Кочевник лез без страха и без осторожности. Он не мог поверить, что действительно взбирается на утес самоубийц. За тот год, что он прожил в городе с Терезой, два человека поднялись на эту скалу и спрыгнули вниз. В горах, окружавших Заплутавшие Сосны, было немало других смертельно опасных мест, но у этого обрыва имелось одно преимущество: он был совершенно отвесным. Ни одного шанса случайно прервать падение, ударившись о какой-нибудь выступ или зацепившись за склон. Если кто-то умудрялся взобраться наверх, не сорвавшись при восхождении, то мог совершить беспрепятственный прыжок навстречу смерти.
Хасслер перевалился на длинный карниз, расположенный в пятистах футах над долиной, и рухнул на холодный гранит, чувствуя, как дергает нижнюю челюсть – видимо, Итан сломал ее в драке. Была ночь, и темный город лежал внизу; асфальтированные улицы слабо отблескивали в звездном свете. Штанины Адама схватились льдом.

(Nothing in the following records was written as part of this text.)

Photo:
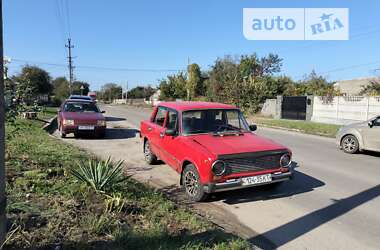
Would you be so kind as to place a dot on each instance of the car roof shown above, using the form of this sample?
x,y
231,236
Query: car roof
x,y
184,105
79,97
79,100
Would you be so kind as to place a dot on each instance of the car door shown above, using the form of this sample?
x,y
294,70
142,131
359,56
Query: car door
x,y
371,135
155,130
170,145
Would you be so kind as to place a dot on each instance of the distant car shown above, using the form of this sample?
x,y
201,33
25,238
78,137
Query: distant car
x,y
80,97
81,117
212,148
360,136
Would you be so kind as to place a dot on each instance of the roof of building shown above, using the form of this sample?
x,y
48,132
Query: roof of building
x,y
195,105
354,86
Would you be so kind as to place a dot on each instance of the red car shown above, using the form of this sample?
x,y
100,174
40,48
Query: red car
x,y
212,147
81,117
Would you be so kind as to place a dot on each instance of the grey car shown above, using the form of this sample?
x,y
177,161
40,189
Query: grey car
x,y
360,136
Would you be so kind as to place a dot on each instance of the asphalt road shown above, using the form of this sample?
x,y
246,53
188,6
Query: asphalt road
x,y
332,203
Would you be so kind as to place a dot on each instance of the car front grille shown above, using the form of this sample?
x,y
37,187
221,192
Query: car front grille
x,y
252,162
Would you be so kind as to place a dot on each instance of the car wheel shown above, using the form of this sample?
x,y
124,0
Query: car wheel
x,y
150,158
350,144
61,133
101,135
192,183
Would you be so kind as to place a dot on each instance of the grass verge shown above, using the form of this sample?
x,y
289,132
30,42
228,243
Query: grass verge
x,y
306,127
48,207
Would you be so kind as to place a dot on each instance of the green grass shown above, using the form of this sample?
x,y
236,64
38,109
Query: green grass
x,y
307,127
48,206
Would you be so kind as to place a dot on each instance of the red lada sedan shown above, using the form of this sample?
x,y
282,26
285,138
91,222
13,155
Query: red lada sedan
x,y
212,148
81,117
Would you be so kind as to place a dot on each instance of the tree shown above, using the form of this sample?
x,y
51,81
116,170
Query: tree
x,y
76,88
314,84
253,66
35,79
174,87
61,88
373,89
110,92
141,92
194,85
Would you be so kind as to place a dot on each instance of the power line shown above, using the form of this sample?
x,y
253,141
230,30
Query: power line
x,y
98,67
68,18
70,62
344,68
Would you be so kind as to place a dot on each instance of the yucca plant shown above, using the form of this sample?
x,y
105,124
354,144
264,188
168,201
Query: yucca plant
x,y
101,175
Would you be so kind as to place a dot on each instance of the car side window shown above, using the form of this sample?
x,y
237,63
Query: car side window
x,y
159,119
172,121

Чувствуя, как холод пробирается все глубже, он думал о своей жизни. К тому времени, как Кочевник снова поднялся на ноги, он пришел к одной успокоительной мысли: из прожитых им тридцати восьми лет один год был просто волшебным. Он жил в ярко-желтом доме с любовью всей своей жизни, и каждый день, просыпаясь рядом с Терезой, осознавал, как хорошо ему от того, что у него есть все это.
Он жаждал возвращения этих времен, но само то, что у него вообще было это время… Этого достаточно. Достаточно, чтобы держаться за воспоминание об этом годе.
Адаму потребовалось несколько мгновений, но потом он нашел их дом в темноте внизу. Неотрывно глядя туда, он видел этот дом не таким, как сейчас – темным и пустым, – а таким, каким он был в мягком прохладном свете летних вечеров, когда Хасслер подходил к крыльцу, возвращаясь ко всему, что он любил.
Мужчина сделал шаг к краю и понял, что не боится. Ни смерти, ни боли. В своей кочевнической миссии он испытал столько страданий, что их хватило бы на несколько жизней, а к смерти он был готов уже давным-давно. Она сулила отдых и мир – хотя бы ему. Хотя бы это.
Он согнул колени, готовясь к прыжку, но внезапно какой-то звук выдернул его из торжественности момента, подобно рывку веревки. Хасслер обернулся, почти ничего не видя во тьме, и тут же понял, что донесшийся до него звук был чьим-то плачем.
– Эй! – окликнул он всхлипывающего незнакомца.
Плач оборвался, и из темноты послышался женский голос:
– Кто здесь?
– С вами все в порядке? – неуверенно поинтересовался Адам.
– Если б это было так, что бы я здесь делала? – фыркнула его невидимая собеседница.
– Да, полагаю, это верное замечание. Хотите, я подойду к вам?
– Нет.
Хасслер отступил от края и присел на камень.
– Вам не следует этого делать, – сказал он.
– То есть? А вы сами тогда какого черта здесь забыли? Как я понимаю, вы явились сюда за тем же!
– Да. Но я действительно пришел туда, куда должен был прийти.
– Почему? Потому, что ваша жизнь тоже ужасна?
– Вы что, хотите выслушать мою слезливую историю?
– Нет, я хотела бы спрыгнуть раньше. Я наконец-то собралась с духом, и тут какой-то кретин меня прерывает!.. Я уже во второй раз сюда залезаю.
– А что случилось в первый? – поинтересовался Адам.
– Это было днем, а я ненавижу высоту. Я струсила.
– Почему же вы здесь?
– Я расскажу вам, если вы не будете пытаться спасти меня.
– По рукам.
Женщина вздохнула:
– Я потеряла мужа, когда аберы ворвались в город.
– Горько слышать… Вы с ним поженились в Заплутавших Соснах?
– Да, и я знаю, о чем вы думаете, но я любила его. И еще я любила другого мужчину, который тоже живет здесь. Самое безумное то, что с этим другим мы были знакомы в прошлой жизни. Он здесь, со своей женой и сыном, и когда он пришел ко мне рассказать, что мой муж погиб, я спросила его, живы ли его родные.
– А они живы?
– Да, и знаете что? Какая-то часть меня – куда большая часть, чем я готова была признать, – сожалела о том, что его жена выжила. Не поймите меня неверно, я очень горюю по мужу, но не могу отделаться от мысли…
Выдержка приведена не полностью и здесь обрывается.